# Portable Electric Fences. Any Recommendations?



## MyBoyPuck (Mar 27, 2009)

I don't know what brand we have, but just make sure the posts have deep feet. That's my only complaint about the one we have. The plastic feet on the posts are only a few inches long. In really soft soil, it doesn't really hold up well.


----------



## BlazeandRiverq (Jun 5, 2009)

We bought the EZEE Corral and do like it's design but I agree the hold down system is something less to be desired. So I added cable and ties to each post and purchased some tent rope and tighteners. Threw in a center length of similar fencing and some clamps to keep em separated at night and TA DAA. It does work great.
EZEE Corral (Equine - Equipment Supplies - Electric Fencing - Corral Kits)


----------



## Painted Horse (Dec 29, 2006)

Decide how big your fence needs to be. Buy a roll of wire/ribbon that is long enough to build your enlosure. Buy some step or push in post. I just use straight fiberglass rods. Buy some type of clip to mount on your rod and hod the wire. Buy yourself a battery operated charger.
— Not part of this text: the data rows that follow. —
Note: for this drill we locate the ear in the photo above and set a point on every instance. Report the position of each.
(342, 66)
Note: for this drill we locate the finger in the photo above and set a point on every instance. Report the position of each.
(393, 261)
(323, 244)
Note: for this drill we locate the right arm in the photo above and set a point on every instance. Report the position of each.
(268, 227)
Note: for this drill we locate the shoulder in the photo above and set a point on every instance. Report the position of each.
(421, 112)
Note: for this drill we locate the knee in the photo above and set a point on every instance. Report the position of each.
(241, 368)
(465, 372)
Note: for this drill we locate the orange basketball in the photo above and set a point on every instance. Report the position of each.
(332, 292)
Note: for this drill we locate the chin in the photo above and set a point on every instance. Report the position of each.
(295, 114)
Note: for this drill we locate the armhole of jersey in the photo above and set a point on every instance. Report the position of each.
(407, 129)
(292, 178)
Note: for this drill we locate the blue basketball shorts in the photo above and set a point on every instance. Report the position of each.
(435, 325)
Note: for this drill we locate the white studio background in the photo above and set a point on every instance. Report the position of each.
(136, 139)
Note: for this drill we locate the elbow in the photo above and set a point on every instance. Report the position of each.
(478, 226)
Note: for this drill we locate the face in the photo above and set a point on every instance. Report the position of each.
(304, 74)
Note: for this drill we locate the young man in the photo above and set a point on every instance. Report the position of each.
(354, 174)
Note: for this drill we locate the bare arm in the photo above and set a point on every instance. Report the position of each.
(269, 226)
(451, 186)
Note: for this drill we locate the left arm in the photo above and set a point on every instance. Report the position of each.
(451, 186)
I use a Zabra yellow jacket but have used several others over the years.

We use a electric fence for everything from 20 x 20 enclosures next to the trailer to 1/2 mile of wire around a mountain meadow.

Here we tied two 1/4 mile spools of poly string together to make a 1/2 hot wire around the meadow with 19 horses. Used about 40 fiberglass rods.


----------



## Kentucky (Aug 2, 2008)

I like this brand of charger personally I prefer the 110 for the job I used it for but the 6 volt will work for you, But the 12 will have a longer ranch and a more charging power.

Parmak Fence Chargers, SOLAR Fence Chargers, Parmak Solar Fencers, It looks like the 110 is no longer made.


----------



## Vidaloco (Sep 14, 2007)

Painted Horse said:


> Decide how big your fence needs to be. Buy a roll of wire/ribbon that is long enough to build your enlosure. Buy some step or push in post. I just use straight fiberglass rods. Buy some type of clip to mount on your rod and hod the wire. Buy yourself a battery operated charger. I use a Zabra yellow jacket but have used several others over the years.
> 
> We use a electric fence for everything from 20 x 20 enclosures next to the trailer to 1/2 mile of wire around a mountain meadow.
> 
> Here we tied two 1/4 mile spools of poly string together to make a 1/2 hot wire around the meadow with 19 horses. Used about 40 fiberglass rods.


I have one of those portable electric corrals that we have never used. 
I like your idea of just some rods or step in posts and ribbon. I already have all of that stuff anyway, I may try it next time with a solar charger. With just our 2 horses we always high line them. This would be handy in treeless places or those that don't allow pickets to trees.


----------



## Shawneen (Apr 22, 2009)

I use the solar chargers even at home and I love it and it has plenty of kick to it.
I'm not sure about the posts to use, as I have never seen any "temporary posts" - probably because I haven't needed any. We use the webbing, ribbon type stuff at home and I know the company that sells it recommends it for temporary use.

HORSEGUARDFENCE.com : THE electric fence for horses


----------



## Vidaloco (Sep 14, 2007)

The ones I've seen are around $2 each. I wonder if by the time you bought all the posts, the charger and the tape, you would have less or more than what comes in a kit? Hmmmmm I bought mine from a friend for around $150 a few years ago.


----------